By Dylan Donley, Spring 2014 Graduate Research Assistant
Last week, we discussed some of the reasons why expungements are being granted. This week, our focus is on FINRA’s response to PIABA’s findings. After the PIABA Expungement study was published, on October 16, 2013, FINRA released a statement indicating the next steps it would be taking in order to resolve the concerns raised about the prevalence of expungement relief being granted.
Specifically, FINRA released its “Notice to Arbitrators and Parties on Expanded Expungement Guidance” in order to “assist arbitrators in the proper performance of their responsibilities with respect to expungement.” FINRA has also stated that it was working to enhance its arbitrator training to add emphasis on the importance of the integrity of the information in the CRD system, which is reflected in the Notice to Arbitrators and Parties on Expanded Expungement Guidance.
The Notice, available on FINRA’s website, targets many of the issues raised by the PIABA study, such as emphasizing the “extraordinary nature” of the relief, describing the role of arbitrators in expungement cases, explaining what inquiries the arbitrators should be making and what information the arbitrators should be asking for in expungement hearings, as well as emphasizing the importance of having the arbitrators provide an explanation for the decision to grant expungement in a given case.

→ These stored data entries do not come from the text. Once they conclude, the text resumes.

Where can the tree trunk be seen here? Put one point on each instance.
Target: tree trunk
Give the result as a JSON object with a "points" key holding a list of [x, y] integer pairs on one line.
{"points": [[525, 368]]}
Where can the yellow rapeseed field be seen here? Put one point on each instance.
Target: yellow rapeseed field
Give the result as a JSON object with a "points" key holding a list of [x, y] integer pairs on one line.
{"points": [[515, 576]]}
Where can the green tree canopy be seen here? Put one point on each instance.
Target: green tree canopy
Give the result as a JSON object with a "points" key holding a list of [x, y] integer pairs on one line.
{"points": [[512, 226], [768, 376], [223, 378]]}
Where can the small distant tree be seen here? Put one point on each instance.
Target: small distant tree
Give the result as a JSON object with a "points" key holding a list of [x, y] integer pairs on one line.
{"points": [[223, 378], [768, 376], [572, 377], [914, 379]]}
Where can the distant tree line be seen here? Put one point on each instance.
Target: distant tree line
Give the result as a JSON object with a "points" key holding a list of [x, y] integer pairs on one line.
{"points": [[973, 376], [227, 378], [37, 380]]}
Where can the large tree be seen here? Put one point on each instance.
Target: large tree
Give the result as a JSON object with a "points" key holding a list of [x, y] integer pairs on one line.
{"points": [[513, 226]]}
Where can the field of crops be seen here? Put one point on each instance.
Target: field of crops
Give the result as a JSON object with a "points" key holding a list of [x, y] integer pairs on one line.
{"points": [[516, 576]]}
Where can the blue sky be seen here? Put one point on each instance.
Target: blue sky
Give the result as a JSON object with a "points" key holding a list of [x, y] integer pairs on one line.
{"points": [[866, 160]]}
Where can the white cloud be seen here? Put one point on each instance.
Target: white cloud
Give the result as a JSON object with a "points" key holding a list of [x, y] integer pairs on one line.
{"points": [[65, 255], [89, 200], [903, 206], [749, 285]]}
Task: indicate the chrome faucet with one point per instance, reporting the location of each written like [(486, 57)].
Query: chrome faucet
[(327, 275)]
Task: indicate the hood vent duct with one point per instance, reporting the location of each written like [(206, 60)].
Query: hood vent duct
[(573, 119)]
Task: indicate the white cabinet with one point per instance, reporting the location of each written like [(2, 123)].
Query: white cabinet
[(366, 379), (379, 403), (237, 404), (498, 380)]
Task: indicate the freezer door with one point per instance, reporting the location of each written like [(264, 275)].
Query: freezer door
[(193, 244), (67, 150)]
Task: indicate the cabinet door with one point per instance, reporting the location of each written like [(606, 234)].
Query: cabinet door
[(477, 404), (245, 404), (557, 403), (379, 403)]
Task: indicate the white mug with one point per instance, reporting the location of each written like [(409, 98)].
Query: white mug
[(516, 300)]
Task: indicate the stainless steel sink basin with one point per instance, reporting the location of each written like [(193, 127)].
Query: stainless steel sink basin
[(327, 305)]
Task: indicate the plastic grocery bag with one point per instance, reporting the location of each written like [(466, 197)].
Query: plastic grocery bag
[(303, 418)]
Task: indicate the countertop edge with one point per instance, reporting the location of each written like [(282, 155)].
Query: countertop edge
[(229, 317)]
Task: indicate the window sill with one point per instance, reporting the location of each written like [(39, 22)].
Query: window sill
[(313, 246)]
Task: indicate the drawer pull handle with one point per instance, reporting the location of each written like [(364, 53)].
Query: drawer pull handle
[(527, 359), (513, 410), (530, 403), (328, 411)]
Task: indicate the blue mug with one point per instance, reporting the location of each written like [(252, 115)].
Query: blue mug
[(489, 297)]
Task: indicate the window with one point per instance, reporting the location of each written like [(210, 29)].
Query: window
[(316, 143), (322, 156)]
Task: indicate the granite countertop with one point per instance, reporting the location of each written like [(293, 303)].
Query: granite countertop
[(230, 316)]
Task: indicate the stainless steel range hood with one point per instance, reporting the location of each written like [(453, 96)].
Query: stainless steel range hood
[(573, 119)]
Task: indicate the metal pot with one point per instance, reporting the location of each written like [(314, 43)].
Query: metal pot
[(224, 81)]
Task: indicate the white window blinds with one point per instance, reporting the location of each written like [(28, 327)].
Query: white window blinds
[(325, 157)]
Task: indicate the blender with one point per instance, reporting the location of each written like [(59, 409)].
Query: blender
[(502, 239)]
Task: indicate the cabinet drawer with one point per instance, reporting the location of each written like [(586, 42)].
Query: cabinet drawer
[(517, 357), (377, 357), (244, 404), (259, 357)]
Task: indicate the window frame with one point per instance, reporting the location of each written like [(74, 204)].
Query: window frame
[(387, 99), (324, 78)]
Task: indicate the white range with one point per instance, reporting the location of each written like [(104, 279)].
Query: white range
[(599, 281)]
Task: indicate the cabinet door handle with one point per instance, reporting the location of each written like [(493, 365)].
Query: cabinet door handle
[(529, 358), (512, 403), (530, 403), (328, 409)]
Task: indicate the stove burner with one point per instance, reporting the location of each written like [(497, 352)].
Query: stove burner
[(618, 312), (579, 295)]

Relating to the “extraordinary nature” of expungement relief, FINRA states affirmatively that expungement should only be granted when “it has no meaningful investor protection or regulatory value,” because “[o]nce information is expunged from the CRD system, it is permanently deleted and thus no longer available to the investing public, regulators or prospective broker-dealer employers,” stressing the importance of ensuring expungement relief is not granted in every case in order to protect the regulators, employers, and the general investing public.
FINRA provides additional guidance on the role of arbitrators in expungement cases, stating that arbitrators have the responsibility of determining whether to grant a request to expunge information from a broker’s CRD record. In making such a determination, FINRA states that the arbitrator should take into consideration the importance of “maintaining the integrity of the information in the CRD system” because the records are of critical importance to investors when they make decisions about who to trust to handle their investments, to regulators who use the CRD system to fulfill their regulatory responsibilities, and to prospective broker-dealers in making employment decisions.
Because the arbitrators do have such a significant role in expungement cases, FINRA provides a non-exhaustive list of the types of inquiries arbitrators should be making while determining whether it is appropriate to grant expungement relief in a given case:
(1) request any documentary or other evidence believed to be relevant to the expungement request (particularly where the cases settle before an evidentiary hearing occurs or where the requesting party is the only party participating in the hearing);
(2) request a current copy of the BrokerCheck report from the broker seeking expungement; and
(3) where the investor does not participate in the expungement hearing or where the requesting party states the investor has indicated he or she would not oppose the expungement request, inquire and fully consider whether a party conditioned settlement of the arbitration upon an agreement not to oppose expungement relief.